DFID investment per BOP person reached would be useful potentially as an alternative.  I think that is where we will get to.    Though it needs supplements -  accompanied by what other investment, and who is reached with what?    We are heading in this direction.  Our Portfolio Review outlined that  current reach to people at the BOP is 1.9 million estimated to increase to 3.5 million at the end of Year 1, and even more after 3 years.  (See Slide 36 onwards in the Portfolio Review).  If we exclude one project, Jita, the numbers are 90,000 increasing to 1 million.   However, there are a host of other steps involved in calculating DFID input per BOP person reached.    Our estimates of reach are currently static snapshots (in one year not ongoing, but gross not net).  The totals are for all projects but we explicitly assume that a few projects will outperform, some will under perform, and some will fail.  Our measurement of DFID input includes all the knowledge exchange work, which is additional to the project work and serving different objectives.     So we would like to generate variations on the input per person theme next year  (which may be in the region of £1 to £10 per person depending on which input and which time frame is used) but I'm sorry we cannot yet. 
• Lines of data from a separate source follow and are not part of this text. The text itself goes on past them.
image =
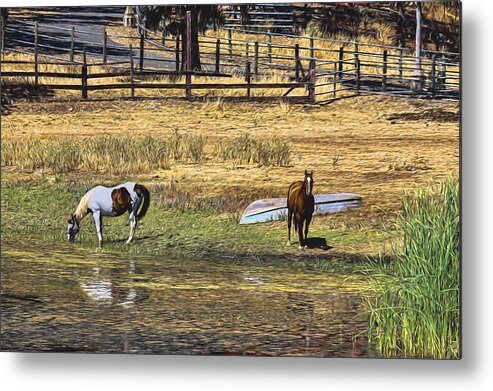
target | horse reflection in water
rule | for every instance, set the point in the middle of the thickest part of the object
(104, 292)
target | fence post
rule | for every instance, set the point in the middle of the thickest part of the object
(297, 62)
(400, 61)
(334, 81)
(218, 55)
(384, 72)
(144, 22)
(72, 43)
(230, 44)
(141, 53)
(2, 34)
(105, 43)
(433, 74)
(132, 79)
(177, 54)
(444, 71)
(341, 59)
(247, 76)
(312, 48)
(189, 56)
(36, 69)
(84, 74)
(358, 75)
(311, 82)
(255, 59)
(36, 80)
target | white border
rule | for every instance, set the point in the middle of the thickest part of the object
(473, 372)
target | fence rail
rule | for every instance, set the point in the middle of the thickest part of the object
(342, 67)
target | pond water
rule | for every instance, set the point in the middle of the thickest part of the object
(67, 299)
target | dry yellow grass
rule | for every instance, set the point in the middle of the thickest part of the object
(373, 146)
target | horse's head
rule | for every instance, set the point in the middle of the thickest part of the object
(308, 182)
(73, 228)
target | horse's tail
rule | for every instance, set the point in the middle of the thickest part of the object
(145, 202)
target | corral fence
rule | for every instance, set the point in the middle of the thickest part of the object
(319, 70)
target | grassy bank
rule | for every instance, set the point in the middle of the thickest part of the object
(176, 226)
(416, 312)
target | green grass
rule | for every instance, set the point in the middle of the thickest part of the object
(416, 310)
(38, 213)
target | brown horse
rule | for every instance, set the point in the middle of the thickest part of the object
(301, 203)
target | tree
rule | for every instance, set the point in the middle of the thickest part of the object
(174, 19)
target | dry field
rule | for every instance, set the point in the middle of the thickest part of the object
(375, 146)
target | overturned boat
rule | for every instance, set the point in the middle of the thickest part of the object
(274, 209)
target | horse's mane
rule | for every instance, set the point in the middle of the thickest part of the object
(83, 205)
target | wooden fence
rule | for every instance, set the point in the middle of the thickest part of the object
(326, 69)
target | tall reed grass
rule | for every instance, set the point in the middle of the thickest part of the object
(416, 310)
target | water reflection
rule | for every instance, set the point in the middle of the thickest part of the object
(151, 305)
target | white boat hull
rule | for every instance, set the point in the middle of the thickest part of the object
(275, 209)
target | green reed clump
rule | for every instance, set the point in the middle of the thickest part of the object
(103, 153)
(246, 149)
(416, 310)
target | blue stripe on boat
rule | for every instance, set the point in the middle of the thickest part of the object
(274, 209)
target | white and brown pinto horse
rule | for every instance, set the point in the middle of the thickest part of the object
(110, 201)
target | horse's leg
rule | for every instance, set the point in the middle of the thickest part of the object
(307, 224)
(98, 220)
(300, 232)
(290, 217)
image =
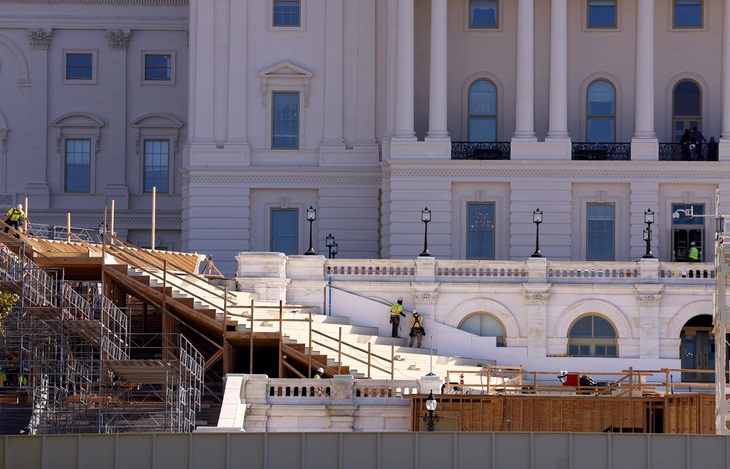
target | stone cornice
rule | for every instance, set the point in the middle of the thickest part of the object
(569, 171)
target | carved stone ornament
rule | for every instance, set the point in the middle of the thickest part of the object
(537, 298)
(425, 297)
(118, 39)
(648, 300)
(40, 38)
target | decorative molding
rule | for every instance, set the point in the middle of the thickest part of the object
(40, 39)
(540, 299)
(649, 300)
(425, 298)
(118, 39)
(295, 181)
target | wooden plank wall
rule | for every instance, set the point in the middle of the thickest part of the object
(679, 413)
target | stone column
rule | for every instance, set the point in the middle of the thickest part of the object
(725, 130)
(536, 298)
(114, 161)
(333, 74)
(558, 118)
(525, 89)
(405, 93)
(644, 95)
(437, 125)
(37, 188)
(648, 300)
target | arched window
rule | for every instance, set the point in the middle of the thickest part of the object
(482, 111)
(484, 325)
(601, 117)
(687, 108)
(592, 336)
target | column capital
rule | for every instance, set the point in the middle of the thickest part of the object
(40, 39)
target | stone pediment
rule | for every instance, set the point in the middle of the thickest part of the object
(288, 75)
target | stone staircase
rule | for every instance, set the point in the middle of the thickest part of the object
(338, 346)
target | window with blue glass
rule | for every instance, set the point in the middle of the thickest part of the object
(158, 67)
(480, 231)
(600, 229)
(287, 12)
(284, 230)
(592, 336)
(285, 125)
(601, 112)
(483, 14)
(156, 165)
(484, 325)
(79, 66)
(78, 165)
(482, 111)
(601, 13)
(687, 108)
(687, 13)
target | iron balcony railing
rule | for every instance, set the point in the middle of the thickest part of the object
(601, 151)
(677, 152)
(480, 150)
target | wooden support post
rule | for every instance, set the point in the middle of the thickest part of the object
(309, 353)
(250, 351)
(281, 338)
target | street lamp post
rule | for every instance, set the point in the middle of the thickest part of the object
(537, 219)
(430, 418)
(425, 218)
(311, 216)
(331, 245)
(648, 219)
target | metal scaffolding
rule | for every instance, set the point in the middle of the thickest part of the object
(67, 351)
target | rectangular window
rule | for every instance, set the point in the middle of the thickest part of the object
(284, 230)
(78, 165)
(601, 13)
(79, 66)
(483, 14)
(287, 12)
(600, 236)
(285, 120)
(480, 230)
(156, 165)
(687, 13)
(158, 67)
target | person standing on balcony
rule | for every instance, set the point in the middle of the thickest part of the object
(694, 252)
(698, 139)
(712, 150)
(684, 145)
(417, 329)
(396, 311)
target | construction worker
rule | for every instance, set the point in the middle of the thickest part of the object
(694, 252)
(396, 311)
(14, 217)
(417, 329)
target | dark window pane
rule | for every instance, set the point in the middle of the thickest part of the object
(285, 125)
(79, 66)
(286, 13)
(284, 224)
(157, 67)
(156, 165)
(687, 14)
(483, 14)
(602, 13)
(480, 231)
(78, 167)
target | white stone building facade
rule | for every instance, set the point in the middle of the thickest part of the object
(241, 114)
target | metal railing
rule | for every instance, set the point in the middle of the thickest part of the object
(601, 151)
(480, 150)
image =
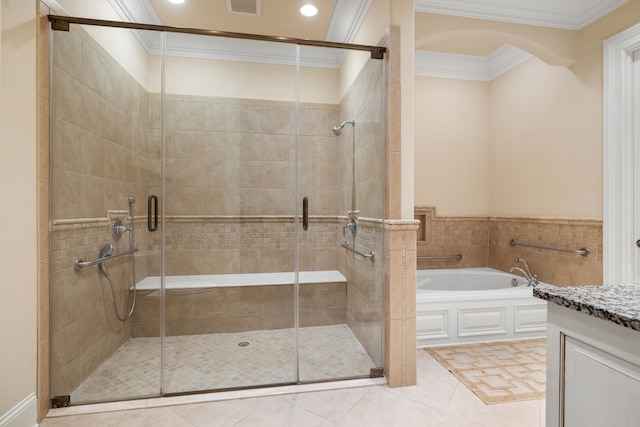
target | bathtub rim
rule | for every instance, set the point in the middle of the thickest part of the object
(440, 295)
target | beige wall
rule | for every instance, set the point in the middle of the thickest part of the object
(546, 153)
(18, 253)
(545, 121)
(452, 148)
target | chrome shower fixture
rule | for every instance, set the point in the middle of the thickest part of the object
(337, 130)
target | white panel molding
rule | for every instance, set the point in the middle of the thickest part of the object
(618, 158)
(549, 13)
(529, 317)
(345, 22)
(474, 321)
(24, 413)
(469, 67)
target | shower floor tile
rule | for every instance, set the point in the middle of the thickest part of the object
(216, 361)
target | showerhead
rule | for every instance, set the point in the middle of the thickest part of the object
(107, 250)
(337, 130)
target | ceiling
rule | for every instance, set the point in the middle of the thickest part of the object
(566, 14)
(337, 20)
(281, 17)
(277, 17)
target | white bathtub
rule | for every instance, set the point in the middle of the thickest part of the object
(469, 305)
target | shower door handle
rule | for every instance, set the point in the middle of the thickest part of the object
(305, 213)
(152, 200)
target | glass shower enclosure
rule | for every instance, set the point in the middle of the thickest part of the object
(210, 228)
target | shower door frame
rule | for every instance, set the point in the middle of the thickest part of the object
(61, 23)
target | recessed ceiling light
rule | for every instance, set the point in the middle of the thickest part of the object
(309, 10)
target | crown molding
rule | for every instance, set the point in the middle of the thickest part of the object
(546, 13)
(469, 67)
(505, 58)
(345, 21)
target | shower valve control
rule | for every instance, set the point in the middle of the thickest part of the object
(117, 229)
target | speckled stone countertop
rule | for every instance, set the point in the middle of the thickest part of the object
(617, 303)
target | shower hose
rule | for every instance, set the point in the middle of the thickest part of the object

Leverage: yes we do measure that from the application forms and it is in the Portfolio Review, but of course much is in kind, and much depends on how you measure.  Compared to the overall business, BIF input is a tiny fraction of total investment. Compared to other funding for the very specific TA input we are not small.   With average TA cost being under £50,000, the Facility is putting in 62% so far in terms of cash, just under half if in-kind inputs are included for the TA component..  But with average company investment per business in the region of $1.3 million, you can see that our £40K is tiny relative to the business that it supports and that it seeks to transform onto a more sustainable footing.   (See Slide 57 in the full portfolio review.)

I'm sorry I could not provide 3 numbers in relation to 3 seemingly short questions!   But they help us to think about what universal metrics we will achieve.

We are always interested to hear which metrics others use and why and how.    I get very frustrated that so much evaluation and reporting to donors goes on , and yet things are passed up and down the lines of reporting, with little shared horizontally.  So do share what you can.